Hedgers are usually the consumers and producers of coal, who have an actual stake in the delivery of coal and hence, use futures as an instrument to “hedge” or mitigate the risk from price fluctuations.
While coal producers can lock in the sale price of their coal by using a short hedge, buyers of coal (companies who need to use coal in their businesses) can lock in the purchase price of the coal by using a long hedge. Futures can greatly help these hedgers balance their cash flows and plan production more efficiently.
The other category of traders are professional investors, also called speculators. They don’t have any vested interest in coal as a commodity and are only trading futures in order to earn profits from price fluctuations.
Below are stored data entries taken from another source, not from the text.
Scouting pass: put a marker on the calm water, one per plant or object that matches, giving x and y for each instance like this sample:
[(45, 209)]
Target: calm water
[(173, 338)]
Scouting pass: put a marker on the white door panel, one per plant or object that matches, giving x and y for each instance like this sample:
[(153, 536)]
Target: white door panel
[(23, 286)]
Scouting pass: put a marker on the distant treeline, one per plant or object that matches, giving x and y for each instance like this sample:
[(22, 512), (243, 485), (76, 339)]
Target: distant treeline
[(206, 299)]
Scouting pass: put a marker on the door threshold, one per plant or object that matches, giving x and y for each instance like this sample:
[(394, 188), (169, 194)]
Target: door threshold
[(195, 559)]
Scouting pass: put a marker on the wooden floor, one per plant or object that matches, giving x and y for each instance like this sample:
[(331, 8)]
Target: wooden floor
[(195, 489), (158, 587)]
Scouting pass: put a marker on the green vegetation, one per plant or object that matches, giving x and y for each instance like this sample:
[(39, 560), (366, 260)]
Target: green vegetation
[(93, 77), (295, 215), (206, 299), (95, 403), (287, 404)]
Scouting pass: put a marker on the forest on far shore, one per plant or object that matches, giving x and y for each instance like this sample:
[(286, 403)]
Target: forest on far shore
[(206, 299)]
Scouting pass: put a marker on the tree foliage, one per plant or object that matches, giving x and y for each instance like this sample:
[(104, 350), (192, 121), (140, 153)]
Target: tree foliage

They buy coal futures if they believe coal prices are set to soar and sell those futures if market data or their analysis leads them to believe that coal prices will fall in the future.
Coal Futures Contracts
Coal futures are traded on the New York Mercantile Exchange (NYMEX) in the U.S. There are various types of futures referring to the location where the coal is from. For instance, Central Appalachian Coal Futures (symbol “QLD”) are listed monthly for 5 consecutive years and are settled physically. A single future contract is of 1550 tons and is quoted in dollars and cents per ton. The coal deliverable under these contracts has to meet certain minimum requirements for Btu, ash, sulphur and moisture.
International Coal Futures Trading
European, Australian and South African coal futures are traded on the Inter Continental Exchange (ICE). These contracts are quoted in U.S. dollars and cents per ton.
ICE futures comprise three contracts for the world’s busiest coal centers: Rotterdam in Europe, Richards Bay in South Africa and Newcastle in Australia. All three contracts are financially settled upon the price of coal delivered to the three locations. The Rotterdam Coal futures serve mainly Atlantic coal market participants, the Richards Bay Coal futures serve the Atlantic and Pacific coal markets and The Newcastle Coal Futures serve the Asia-Pacific coal market.
ICE clears over one billion tons of coal contracts every year—which is estimated to be around half of the market.